Do notice that no details regarding a shader (or texture, or any other asset) are given to the user of the interface, and to use the shader the user supplies this handle. In the internals, CreateShaderFromFile() checks for a cached shader and returns the handle if found, or loads and caches the new file returning a handle for later use. To get hot-loading to work I added a new function, TryReloadingShaderFromFile(). This function is responsible for loading the asset, verifying it is valid, (can the shader compile/link) and only if valid switch out the cached asset.

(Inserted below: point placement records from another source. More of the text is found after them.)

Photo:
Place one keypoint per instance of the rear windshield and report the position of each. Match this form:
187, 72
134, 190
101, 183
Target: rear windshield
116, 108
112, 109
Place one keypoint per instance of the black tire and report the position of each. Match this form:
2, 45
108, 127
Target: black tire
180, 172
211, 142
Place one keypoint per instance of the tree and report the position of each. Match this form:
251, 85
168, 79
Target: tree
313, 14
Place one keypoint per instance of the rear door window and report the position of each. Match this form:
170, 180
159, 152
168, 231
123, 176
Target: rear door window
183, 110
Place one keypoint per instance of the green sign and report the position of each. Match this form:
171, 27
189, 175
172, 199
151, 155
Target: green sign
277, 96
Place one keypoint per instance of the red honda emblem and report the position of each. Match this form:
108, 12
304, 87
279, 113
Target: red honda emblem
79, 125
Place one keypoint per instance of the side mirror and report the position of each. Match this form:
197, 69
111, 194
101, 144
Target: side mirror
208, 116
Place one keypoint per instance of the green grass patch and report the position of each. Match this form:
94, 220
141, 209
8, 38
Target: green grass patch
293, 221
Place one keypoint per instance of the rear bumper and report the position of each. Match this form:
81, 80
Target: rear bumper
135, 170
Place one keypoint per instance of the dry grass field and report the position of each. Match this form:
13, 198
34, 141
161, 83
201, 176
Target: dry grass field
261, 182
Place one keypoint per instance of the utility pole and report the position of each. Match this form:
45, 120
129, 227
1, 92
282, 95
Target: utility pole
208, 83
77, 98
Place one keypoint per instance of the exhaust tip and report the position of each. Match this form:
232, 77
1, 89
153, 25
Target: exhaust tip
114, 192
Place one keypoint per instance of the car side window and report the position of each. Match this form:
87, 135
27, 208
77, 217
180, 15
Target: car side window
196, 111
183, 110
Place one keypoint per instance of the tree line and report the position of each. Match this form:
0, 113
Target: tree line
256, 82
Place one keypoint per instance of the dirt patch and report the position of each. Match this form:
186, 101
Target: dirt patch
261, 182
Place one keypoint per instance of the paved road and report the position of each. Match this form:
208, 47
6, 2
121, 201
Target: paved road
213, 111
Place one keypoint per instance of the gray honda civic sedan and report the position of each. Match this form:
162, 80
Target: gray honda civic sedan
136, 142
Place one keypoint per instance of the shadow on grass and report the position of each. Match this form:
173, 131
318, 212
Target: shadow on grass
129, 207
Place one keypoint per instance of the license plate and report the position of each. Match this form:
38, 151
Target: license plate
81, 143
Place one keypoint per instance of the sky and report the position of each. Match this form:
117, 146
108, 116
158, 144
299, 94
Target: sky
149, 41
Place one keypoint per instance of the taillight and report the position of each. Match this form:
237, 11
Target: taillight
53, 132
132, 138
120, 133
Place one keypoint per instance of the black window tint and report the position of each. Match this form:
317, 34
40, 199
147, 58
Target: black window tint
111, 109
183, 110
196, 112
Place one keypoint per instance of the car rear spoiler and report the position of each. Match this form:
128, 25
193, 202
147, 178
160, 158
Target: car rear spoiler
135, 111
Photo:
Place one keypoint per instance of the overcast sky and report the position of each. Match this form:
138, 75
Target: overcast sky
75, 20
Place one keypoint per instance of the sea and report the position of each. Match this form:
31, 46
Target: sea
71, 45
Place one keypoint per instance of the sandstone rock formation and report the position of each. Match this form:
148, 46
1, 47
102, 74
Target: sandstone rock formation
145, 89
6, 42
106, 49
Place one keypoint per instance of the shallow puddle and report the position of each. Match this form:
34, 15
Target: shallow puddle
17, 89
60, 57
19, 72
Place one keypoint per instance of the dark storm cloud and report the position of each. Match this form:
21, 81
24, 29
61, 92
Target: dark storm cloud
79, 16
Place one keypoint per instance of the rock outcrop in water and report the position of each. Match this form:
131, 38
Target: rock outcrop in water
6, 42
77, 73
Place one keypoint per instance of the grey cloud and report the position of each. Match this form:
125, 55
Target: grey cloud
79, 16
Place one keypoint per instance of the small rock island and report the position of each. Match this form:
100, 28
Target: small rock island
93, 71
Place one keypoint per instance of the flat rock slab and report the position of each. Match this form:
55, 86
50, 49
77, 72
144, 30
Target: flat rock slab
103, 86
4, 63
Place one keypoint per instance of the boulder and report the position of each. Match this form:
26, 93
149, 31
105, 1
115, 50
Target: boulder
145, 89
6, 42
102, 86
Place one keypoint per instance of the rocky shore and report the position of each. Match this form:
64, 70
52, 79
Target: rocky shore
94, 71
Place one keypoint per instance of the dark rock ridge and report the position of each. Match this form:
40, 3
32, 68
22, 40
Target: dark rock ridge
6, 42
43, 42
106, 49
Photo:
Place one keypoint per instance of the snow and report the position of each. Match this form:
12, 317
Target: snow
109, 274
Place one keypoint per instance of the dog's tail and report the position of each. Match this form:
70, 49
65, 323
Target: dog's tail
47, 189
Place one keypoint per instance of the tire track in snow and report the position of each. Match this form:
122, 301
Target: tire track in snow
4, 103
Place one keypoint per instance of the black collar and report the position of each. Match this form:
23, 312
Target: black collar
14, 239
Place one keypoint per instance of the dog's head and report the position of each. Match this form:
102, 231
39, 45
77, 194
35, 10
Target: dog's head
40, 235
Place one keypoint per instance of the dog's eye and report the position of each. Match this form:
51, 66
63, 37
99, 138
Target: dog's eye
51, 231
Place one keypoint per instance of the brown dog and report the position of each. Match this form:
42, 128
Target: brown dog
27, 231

void WatchFilesForModifications(FileList& modifiedFiles)
{
  FILETIME lastWriteTime;
  SYSTEMTIME systemTime;

  for (FileToWatch watchedFile : mFilesToWatch)
  {
    HANDLE fileHandle = CreateFile(watchedFile.filePath, ...);
    if (INVALID_HANDLE_VALUE != fileHandle)
    {
      GetFileTime(fileHandle, NULL, NULL, &lastWriteTime);
      FileTimeToSystemTime(&lastWriteTime, &systemTime);

      if (systemTime more recent watchedFile.lastTime)
      {
        watchFile.lastTime = systemTime;
        modifiedFiles.push_back(watchedFile.filePath);
      }
    }
  }
}

The above function will check for modified files on Windows, not shown is the initialization of the mFilesToWatch which is similar, except, of course, that it initializes the time of the watched file. I also left out the details regarding checking the more recent time and I probably wouldn’t keep watchedFile.lastTime as a SYSTEMTIME type, but you can figure that out.

 

Footnotes:

[1] User being a programmer using the interface.